Analysis and solution of Chinese character problem in Java programming technology, file operation

Developer on Alibaba Coud: Build your first app with APIs, SDKs, and tutorials on the Alibaba Cloud. Read more ＞

Programming, Chinese Characters | solving | Problems in the Java language programming, we often encounter the Chinese character processing and display problems. A whole bunch of confused
Garbled is certainly not what we would like to see the display effect, how can we make those Chinese characters correctly displayed? Java language
The default encoding is Unicode, and the files and databases that we Chinese usually use are based on GB2312
or BIG5 and so on, how to choose the encoding method properly and handle the Chinese characters ' compilation correctly
Where's the code? This article will start with encoding common sense, combine Java programming example, analyze above two questions and put forward
Solution to their solution.

Now the Java programming language has been widely used in the Internet world, as long as Sun company developed the Java language
, we have taken into account the support for non-English characters. The Sun Company's published Java runtime Environment (JRE) itself
In English and international editions, but only international editions support non-English characters. However, in the application of the Java programming language
, support for Chinese characters is not as perfect as is claimed in the Java Soft standard specification, because the Chinese text
Descriptor more than one, and different operating systems for the Chinese character support is not the same, so there will be many and Han
The problem of Word encoding processing is puzzling us in our application development. There are a lot of answers to these questions.
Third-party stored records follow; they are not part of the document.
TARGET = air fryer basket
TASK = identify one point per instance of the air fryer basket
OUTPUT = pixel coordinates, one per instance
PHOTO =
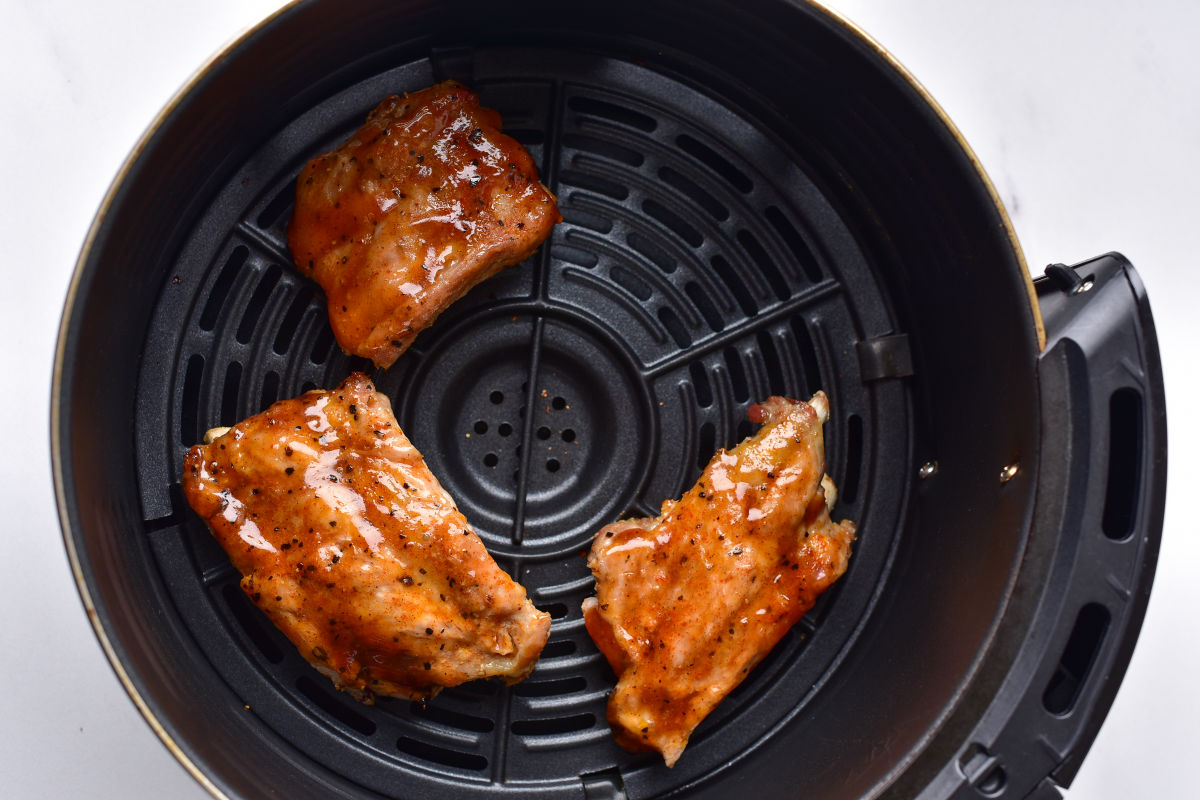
(755, 202)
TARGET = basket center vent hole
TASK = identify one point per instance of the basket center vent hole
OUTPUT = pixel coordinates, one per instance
(498, 432)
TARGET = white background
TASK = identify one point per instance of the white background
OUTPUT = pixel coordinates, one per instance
(1085, 114)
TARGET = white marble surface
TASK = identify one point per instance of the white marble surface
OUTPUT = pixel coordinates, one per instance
(1086, 115)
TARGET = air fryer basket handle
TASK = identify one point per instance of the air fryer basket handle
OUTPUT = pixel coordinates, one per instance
(1095, 539)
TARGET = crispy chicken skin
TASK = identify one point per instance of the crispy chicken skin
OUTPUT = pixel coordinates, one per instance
(352, 547)
(423, 203)
(689, 602)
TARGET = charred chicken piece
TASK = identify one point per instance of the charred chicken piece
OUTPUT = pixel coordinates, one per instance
(689, 602)
(351, 546)
(423, 203)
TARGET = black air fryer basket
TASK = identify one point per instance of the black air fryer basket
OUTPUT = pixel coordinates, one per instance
(756, 200)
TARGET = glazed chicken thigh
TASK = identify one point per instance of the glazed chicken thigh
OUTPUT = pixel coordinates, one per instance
(351, 546)
(687, 603)
(423, 203)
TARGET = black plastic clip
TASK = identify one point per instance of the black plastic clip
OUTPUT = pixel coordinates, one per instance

, but they are trivial, do not meet the urgent need to solve the problem of the desire, on the Java Chinese problem system
Research is not much, this article from encoding common sense, analysis of Java Chinese problems, I hope to solve this question
Problem.
Encoding's common sense
As we know, English characters are generally expressed in one byte, and the most common encoding method is ASCII. But a
Bytes can only distinguish between 256 characters and thousands of Chinese characters, so they are now expressed as double-byte characters, in order to
Can be separated from English characters, the highest bit of each byte must be 1, so that the double byte can represent up to 64K characters
。 We often encounter the coding methods are GB2312, BIG5, UNICODE and so on. Detailed information on the specific coding method
Materials, interested readers can access the relevant information. I have a superficial talk about GB2312 and UNI, who are closely related to us.
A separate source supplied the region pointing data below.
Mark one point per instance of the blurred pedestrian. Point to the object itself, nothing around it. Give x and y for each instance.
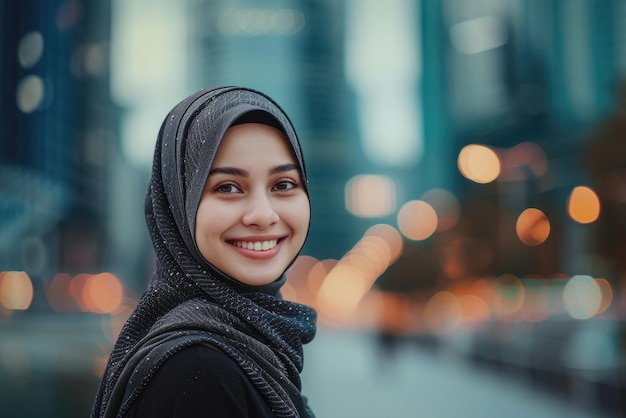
(228, 212)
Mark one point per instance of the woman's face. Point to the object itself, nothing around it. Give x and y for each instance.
(254, 214)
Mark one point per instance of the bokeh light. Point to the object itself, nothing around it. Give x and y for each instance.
(417, 220)
(370, 196)
(102, 293)
(16, 290)
(391, 236)
(479, 163)
(532, 227)
(443, 312)
(583, 205)
(582, 297)
(446, 206)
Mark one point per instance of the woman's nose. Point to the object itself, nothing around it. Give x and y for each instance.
(260, 212)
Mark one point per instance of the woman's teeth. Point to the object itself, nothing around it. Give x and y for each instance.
(256, 245)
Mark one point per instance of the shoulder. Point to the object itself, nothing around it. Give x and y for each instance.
(196, 380)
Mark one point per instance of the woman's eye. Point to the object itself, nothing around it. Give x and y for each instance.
(285, 185)
(227, 188)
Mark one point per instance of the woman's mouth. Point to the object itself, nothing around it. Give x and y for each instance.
(256, 245)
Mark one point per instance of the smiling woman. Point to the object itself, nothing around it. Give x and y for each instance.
(228, 212)
(254, 214)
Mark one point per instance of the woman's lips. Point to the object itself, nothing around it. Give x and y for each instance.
(260, 249)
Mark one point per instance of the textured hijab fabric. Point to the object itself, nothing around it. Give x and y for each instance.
(188, 300)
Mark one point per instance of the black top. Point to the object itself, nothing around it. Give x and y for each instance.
(189, 301)
(200, 381)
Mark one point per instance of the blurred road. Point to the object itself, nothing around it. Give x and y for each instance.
(345, 376)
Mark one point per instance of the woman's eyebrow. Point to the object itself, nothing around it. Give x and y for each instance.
(233, 171)
(283, 168)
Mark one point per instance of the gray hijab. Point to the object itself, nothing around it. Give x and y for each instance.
(188, 300)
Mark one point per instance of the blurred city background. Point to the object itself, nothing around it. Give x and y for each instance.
(467, 253)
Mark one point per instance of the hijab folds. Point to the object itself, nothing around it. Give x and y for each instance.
(188, 300)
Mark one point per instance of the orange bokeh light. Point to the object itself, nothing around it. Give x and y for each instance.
(16, 290)
(479, 163)
(102, 293)
(417, 220)
(533, 227)
(391, 236)
(583, 205)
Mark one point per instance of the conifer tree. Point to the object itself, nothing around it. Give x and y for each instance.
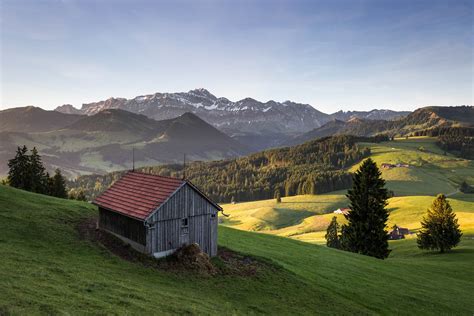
(332, 234)
(18, 173)
(37, 175)
(440, 228)
(365, 232)
(57, 185)
(278, 196)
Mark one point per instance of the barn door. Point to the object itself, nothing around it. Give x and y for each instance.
(184, 232)
(213, 239)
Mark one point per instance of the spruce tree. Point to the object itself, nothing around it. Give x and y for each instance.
(37, 175)
(18, 173)
(332, 237)
(440, 228)
(365, 232)
(57, 185)
(277, 196)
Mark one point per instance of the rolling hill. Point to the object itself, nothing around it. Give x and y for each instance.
(46, 268)
(420, 120)
(33, 119)
(104, 142)
(431, 171)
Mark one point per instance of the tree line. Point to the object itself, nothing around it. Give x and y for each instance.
(26, 172)
(457, 140)
(365, 232)
(311, 168)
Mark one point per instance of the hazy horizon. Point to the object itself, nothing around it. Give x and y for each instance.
(333, 55)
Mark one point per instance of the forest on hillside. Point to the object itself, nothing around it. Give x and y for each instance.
(311, 168)
(457, 140)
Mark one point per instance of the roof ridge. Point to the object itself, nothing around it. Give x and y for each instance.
(155, 175)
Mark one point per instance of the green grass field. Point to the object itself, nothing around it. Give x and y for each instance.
(431, 172)
(45, 268)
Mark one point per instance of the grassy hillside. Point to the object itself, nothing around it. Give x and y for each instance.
(306, 217)
(431, 172)
(47, 269)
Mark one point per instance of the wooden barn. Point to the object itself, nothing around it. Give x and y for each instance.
(157, 215)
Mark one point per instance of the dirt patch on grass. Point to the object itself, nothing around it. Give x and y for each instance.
(186, 259)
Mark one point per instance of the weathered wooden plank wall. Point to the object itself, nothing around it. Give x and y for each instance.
(167, 231)
(127, 227)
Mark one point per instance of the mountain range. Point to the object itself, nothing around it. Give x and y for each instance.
(419, 120)
(257, 124)
(160, 128)
(104, 141)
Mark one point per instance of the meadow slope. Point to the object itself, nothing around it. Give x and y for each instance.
(45, 268)
(431, 171)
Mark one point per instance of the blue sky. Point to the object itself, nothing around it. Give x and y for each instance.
(349, 55)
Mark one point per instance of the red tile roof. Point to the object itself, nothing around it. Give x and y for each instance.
(138, 194)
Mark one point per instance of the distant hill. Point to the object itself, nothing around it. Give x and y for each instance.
(104, 142)
(33, 119)
(311, 168)
(370, 115)
(422, 119)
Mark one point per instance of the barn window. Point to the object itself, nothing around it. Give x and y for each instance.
(184, 225)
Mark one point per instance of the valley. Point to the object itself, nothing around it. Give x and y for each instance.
(305, 278)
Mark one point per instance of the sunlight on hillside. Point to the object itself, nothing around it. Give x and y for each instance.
(306, 217)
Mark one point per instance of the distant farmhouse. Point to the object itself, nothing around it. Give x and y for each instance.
(157, 215)
(343, 210)
(398, 165)
(398, 233)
CODE. GB2312 code, the PRC national standard Chinese character Information exchange code, is a Chinese people
Hat issued by the National Standards Bureau on the simplification of Chinese characters encoding, the passage in mainland China and Singapore, referred to as the country
Standard Code. In two bytes, the value of the first byte (high byte) is the area code value Plus (20H), and the second byte (low
BYTE) is the value of the bit number plus (20H), which is used to represent the encoding of a Chinese character. UNICODE code is a micro
Soft proposed multi-byte equal-length coding to solve the problem of multi-state characters, which takes the front plus "0" bytes for the English characters
Slightly achieve equal-length compatibility. If the ASCII code for "A" is 0x41,unicode, it is 0x00,0x41. Using special
The tools of the various encodings can be converted to each other.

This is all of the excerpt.